If you happen to have seen a blurred image of 8th District U.S. Representative David Kustoff in the background of a picture frequently featured in the coverage of the GOP’s mystery Long Island Congressman-elect George Santos, so has Kustoff, who notes that his first sight of the picture was via an issue of The New York Times.

Reached over the holidays, Kustoff identified the picture as one taken at a post-election event held in Las Vegas last month by the Republican Jewish Coalition. At the meeting, which was attended by presumed Speaker-to-be Kevin McCarthy, Kustoff and Santos, along with Rep.-elect Max Miller of Ohio, were extolled by McCarthy and others as a corps of Jewish members-to-be in the coming Congress.

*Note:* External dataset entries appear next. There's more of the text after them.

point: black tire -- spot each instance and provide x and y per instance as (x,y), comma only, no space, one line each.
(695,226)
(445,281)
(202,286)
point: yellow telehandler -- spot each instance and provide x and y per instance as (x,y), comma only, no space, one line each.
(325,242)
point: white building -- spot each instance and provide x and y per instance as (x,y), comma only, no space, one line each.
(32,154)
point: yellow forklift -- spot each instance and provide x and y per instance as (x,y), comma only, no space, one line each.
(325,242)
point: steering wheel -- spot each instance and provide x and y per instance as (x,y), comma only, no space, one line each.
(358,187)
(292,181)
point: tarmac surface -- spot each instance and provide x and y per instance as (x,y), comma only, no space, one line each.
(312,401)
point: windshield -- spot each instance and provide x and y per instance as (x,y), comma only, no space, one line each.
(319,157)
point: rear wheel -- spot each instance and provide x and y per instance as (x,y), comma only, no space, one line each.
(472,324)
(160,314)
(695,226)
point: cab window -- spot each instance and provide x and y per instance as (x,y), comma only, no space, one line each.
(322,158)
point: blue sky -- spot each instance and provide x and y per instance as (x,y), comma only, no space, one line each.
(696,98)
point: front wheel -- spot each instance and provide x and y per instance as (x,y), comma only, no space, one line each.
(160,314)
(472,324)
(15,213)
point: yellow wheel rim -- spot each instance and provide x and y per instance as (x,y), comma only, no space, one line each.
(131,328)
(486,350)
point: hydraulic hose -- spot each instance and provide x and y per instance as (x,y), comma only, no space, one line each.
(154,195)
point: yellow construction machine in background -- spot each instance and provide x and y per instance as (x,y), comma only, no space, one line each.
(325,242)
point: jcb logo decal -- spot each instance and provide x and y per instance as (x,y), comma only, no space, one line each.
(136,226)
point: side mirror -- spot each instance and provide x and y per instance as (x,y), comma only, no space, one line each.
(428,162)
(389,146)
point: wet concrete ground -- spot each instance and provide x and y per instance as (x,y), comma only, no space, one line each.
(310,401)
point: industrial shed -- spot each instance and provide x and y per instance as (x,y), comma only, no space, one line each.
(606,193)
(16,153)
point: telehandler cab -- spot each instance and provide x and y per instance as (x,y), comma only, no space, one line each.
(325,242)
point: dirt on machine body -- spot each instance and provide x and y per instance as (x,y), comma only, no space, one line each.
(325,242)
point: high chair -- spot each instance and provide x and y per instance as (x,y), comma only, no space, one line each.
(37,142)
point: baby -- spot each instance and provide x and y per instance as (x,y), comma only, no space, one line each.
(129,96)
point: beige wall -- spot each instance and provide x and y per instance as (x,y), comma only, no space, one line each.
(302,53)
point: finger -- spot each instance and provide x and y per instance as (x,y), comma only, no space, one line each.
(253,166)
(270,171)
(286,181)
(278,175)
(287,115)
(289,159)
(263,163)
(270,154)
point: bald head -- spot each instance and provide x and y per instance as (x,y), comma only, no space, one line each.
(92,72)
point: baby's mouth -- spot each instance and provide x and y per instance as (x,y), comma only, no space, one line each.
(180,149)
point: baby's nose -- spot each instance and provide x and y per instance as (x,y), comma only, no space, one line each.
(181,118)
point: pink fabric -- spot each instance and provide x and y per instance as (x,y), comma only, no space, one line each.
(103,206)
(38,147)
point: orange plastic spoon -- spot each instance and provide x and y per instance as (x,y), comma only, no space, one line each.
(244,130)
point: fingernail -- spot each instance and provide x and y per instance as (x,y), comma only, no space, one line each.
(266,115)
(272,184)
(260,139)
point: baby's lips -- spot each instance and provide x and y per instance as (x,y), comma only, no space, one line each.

That trio may turn out to be a duo, of course, as Santos’ Jewishness, as well as virtually every other fact of his public identification, has been since revealed to have been a fabrication on the Republican’s part.

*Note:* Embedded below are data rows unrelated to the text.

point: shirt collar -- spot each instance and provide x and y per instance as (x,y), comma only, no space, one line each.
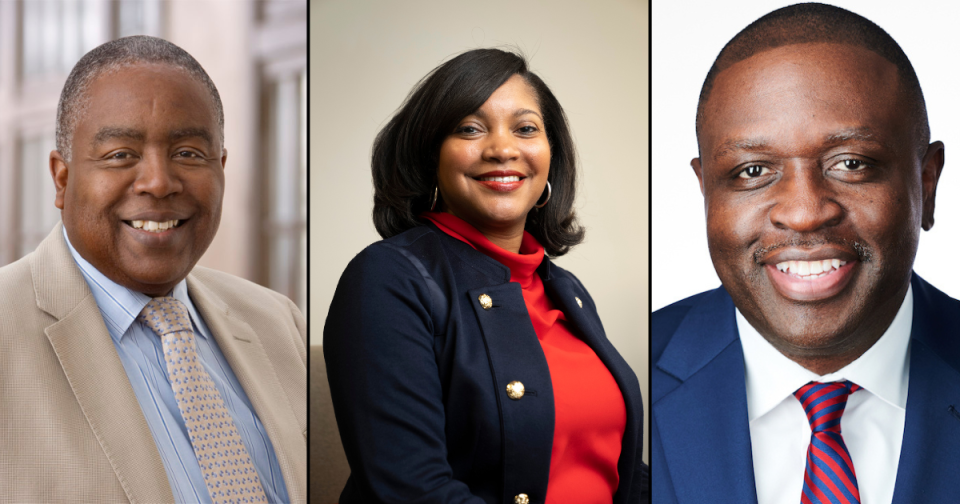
(120,305)
(882,370)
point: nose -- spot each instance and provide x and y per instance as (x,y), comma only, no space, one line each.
(804,201)
(501,146)
(157,176)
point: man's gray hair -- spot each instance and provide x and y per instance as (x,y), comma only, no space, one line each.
(113,56)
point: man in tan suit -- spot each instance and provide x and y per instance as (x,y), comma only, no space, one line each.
(87,411)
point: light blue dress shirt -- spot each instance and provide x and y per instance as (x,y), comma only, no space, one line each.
(141,353)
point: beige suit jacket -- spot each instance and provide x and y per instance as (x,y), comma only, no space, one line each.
(71,429)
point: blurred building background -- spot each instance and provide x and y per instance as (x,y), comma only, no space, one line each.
(255,52)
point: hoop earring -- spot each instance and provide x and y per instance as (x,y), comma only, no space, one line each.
(549,192)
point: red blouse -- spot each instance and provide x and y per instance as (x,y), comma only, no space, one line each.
(590,416)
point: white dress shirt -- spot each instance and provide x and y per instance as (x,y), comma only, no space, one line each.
(872,424)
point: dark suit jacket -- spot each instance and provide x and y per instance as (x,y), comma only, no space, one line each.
(418,373)
(700,435)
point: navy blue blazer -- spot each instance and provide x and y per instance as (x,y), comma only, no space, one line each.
(700,437)
(418,371)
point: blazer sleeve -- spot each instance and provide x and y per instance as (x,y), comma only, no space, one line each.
(385,384)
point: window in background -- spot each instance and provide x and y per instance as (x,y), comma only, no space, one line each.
(280,43)
(138,17)
(285,225)
(56,33)
(37,212)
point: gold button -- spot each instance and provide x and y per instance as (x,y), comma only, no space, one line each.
(485,301)
(515,390)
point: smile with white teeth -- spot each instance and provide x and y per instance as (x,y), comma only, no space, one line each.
(513,178)
(808,270)
(154,226)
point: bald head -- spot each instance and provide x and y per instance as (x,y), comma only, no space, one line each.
(818,23)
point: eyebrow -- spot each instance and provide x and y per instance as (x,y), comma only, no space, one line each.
(861,134)
(519,112)
(179,134)
(111,132)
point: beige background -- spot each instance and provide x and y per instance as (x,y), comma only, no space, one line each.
(367,55)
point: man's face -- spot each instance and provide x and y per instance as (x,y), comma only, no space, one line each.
(142,194)
(815,190)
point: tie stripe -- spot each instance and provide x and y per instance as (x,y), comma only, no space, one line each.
(829,477)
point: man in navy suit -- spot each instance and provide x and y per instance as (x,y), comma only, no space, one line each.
(818,173)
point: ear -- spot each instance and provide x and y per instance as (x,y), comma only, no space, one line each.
(59,171)
(929,176)
(698,169)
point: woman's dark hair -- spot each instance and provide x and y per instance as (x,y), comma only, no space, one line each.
(406,151)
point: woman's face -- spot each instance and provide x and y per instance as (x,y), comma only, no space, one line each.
(493,166)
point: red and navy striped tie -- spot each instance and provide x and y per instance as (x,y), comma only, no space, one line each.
(829,477)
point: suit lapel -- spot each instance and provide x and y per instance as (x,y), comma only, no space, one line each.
(95,373)
(707,447)
(927,471)
(244,351)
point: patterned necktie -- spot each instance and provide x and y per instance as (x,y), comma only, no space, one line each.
(227,469)
(829,476)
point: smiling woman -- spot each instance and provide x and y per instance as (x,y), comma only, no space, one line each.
(465,366)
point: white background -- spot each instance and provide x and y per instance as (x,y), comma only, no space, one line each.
(686,38)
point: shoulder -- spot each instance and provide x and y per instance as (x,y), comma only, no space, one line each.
(15,277)
(249,301)
(18,299)
(239,293)
(665,321)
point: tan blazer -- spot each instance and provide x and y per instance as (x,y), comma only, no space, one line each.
(71,429)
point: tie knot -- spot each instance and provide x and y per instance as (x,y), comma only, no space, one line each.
(165,315)
(824,403)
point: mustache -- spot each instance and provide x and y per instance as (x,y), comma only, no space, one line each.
(864,253)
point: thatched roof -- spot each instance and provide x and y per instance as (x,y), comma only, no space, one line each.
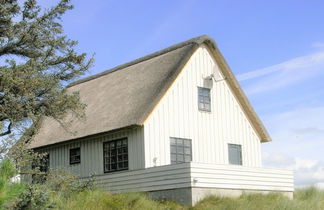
(125,95)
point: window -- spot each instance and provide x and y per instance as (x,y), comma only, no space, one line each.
(42,164)
(235,154)
(115,155)
(204,99)
(75,156)
(180,150)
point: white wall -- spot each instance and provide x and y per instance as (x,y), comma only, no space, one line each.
(177,115)
(92,152)
(198,175)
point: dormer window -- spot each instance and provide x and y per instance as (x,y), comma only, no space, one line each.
(204,99)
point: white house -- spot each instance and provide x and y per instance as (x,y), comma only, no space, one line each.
(174,123)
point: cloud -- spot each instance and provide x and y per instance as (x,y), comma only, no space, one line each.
(284,74)
(298,144)
(318,44)
(306,171)
(309,130)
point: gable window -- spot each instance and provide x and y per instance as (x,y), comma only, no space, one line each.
(75,156)
(115,155)
(42,164)
(204,99)
(235,154)
(180,150)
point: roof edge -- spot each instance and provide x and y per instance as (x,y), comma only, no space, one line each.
(196,41)
(239,94)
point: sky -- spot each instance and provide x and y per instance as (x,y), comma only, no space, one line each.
(275,49)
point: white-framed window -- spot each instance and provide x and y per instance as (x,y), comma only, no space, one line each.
(204,102)
(115,155)
(180,150)
(75,156)
(235,154)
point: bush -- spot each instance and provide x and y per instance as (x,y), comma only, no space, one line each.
(8,190)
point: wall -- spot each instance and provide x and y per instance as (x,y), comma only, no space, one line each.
(188,183)
(177,115)
(92,152)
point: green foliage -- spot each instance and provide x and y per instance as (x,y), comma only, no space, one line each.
(8,191)
(308,198)
(37,61)
(100,200)
(59,184)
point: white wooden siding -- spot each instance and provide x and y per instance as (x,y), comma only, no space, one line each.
(92,152)
(197,175)
(177,115)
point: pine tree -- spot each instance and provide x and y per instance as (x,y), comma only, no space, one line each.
(37,61)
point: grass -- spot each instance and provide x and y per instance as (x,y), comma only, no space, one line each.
(308,198)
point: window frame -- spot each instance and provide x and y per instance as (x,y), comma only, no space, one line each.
(176,150)
(73,162)
(240,161)
(206,99)
(116,155)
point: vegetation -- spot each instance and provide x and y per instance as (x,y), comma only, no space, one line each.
(62,190)
(37,61)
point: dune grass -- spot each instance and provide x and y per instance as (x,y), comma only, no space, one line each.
(308,198)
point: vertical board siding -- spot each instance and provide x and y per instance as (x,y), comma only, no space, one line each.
(177,115)
(92,153)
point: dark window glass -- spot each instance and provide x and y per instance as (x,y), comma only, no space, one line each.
(75,156)
(180,150)
(235,154)
(115,155)
(43,165)
(204,99)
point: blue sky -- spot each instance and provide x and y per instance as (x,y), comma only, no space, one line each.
(275,48)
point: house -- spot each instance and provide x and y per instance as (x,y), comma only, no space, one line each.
(175,124)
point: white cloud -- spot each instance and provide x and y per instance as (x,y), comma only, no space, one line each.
(318,44)
(298,144)
(284,74)
(306,171)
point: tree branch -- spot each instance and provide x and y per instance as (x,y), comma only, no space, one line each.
(8,130)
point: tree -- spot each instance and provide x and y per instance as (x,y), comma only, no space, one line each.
(37,61)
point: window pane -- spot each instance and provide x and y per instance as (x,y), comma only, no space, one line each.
(173,157)
(173,149)
(187,158)
(181,152)
(187,151)
(235,154)
(115,155)
(187,142)
(179,141)
(180,158)
(204,99)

Santos’ purported religion, as well as his claimed employment in the financial industry, his education, and his family background, along with much else, have been exposed as spurious in voluminous news coverage, and the lingering question has been what will become of Santos’ hopes of serving in Congress: Will he be seated, will he be expelled, or just what?

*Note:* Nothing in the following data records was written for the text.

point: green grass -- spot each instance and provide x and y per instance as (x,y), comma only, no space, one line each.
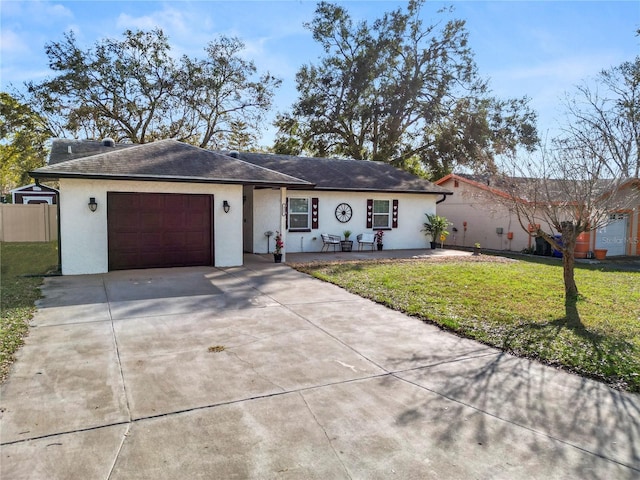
(18,293)
(514,305)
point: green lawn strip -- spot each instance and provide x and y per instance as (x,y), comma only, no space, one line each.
(19,293)
(516,306)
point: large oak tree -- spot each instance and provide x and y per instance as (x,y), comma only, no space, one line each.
(399,90)
(23,142)
(133,89)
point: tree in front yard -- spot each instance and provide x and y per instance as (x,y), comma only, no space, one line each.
(23,137)
(584,175)
(402,91)
(134,90)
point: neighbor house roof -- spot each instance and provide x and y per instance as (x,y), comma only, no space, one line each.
(165,160)
(344,174)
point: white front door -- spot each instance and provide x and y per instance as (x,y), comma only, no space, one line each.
(613,236)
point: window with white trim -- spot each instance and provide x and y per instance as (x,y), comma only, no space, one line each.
(299,214)
(381,214)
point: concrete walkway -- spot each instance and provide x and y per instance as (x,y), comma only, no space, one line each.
(262,372)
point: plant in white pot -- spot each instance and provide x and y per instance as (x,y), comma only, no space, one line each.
(436,228)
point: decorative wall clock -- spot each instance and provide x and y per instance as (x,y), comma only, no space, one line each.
(343,212)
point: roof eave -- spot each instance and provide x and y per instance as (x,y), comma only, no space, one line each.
(161,178)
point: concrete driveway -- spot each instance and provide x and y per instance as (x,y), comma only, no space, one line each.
(262,372)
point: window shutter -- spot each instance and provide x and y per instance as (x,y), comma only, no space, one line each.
(370,213)
(314,213)
(394,217)
(286,213)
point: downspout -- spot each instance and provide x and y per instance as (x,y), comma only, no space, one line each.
(58,223)
(59,234)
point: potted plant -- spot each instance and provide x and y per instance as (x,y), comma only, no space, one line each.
(435,227)
(379,235)
(277,253)
(346,244)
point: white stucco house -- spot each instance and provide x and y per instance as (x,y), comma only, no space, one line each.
(166,204)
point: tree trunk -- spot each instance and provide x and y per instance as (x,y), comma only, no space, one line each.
(568,260)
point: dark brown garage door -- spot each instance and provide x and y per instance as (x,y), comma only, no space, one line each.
(148,230)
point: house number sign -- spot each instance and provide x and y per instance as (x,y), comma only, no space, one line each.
(343,212)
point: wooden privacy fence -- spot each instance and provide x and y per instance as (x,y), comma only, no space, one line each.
(28,223)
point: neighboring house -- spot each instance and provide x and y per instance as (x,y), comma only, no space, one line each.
(34,193)
(167,204)
(479,215)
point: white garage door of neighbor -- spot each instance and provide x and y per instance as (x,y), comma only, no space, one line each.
(613,235)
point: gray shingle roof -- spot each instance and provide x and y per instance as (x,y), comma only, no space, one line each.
(170,160)
(343,174)
(166,160)
(64,149)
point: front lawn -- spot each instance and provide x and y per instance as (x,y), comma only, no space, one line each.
(18,293)
(514,305)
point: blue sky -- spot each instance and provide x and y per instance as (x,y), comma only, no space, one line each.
(540,49)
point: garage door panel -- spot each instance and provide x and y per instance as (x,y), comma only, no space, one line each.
(159,230)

Conspicuously silent on the issue has been the aforementioned McCarthy, who is still trying to arrange for a guaranteed vote of 218 Representatives for himself as Speaker of the House on January 3rd, when Congress reconvenes.

Kustoff was clearly hesitant to comment on the disposition of Santos’ case, venturing only, “Nothing will happen until after the Speakership vote.”

That presupposes, of course, that the New Yorker will be seated. Kustoff declined to say anything else about the case and about Santos’ chance of continuing in Congress, though he indicated he might comment further later on.

The Memphis area’s other Jewish congressman, Democrat Steve Cohen of the 9th District, has been less restrained. He authored a well-noticed tweet on the subject: “This guy makes Herschel Walker look like George (I can’t tell a lie) Washington./ Jew-ish? That’s some chutzpah!”” Cohen suggested in another tweet that the $700,000 that Santos claimed to have lent his recent campaign was unlikely to have been his own money and could lead to serious legal trouble for the would-be legislator.

Elaborating further this week, Cohen suggested Santos was obviously “mentally ill,” and foresaw his likely indictment in fairly short order.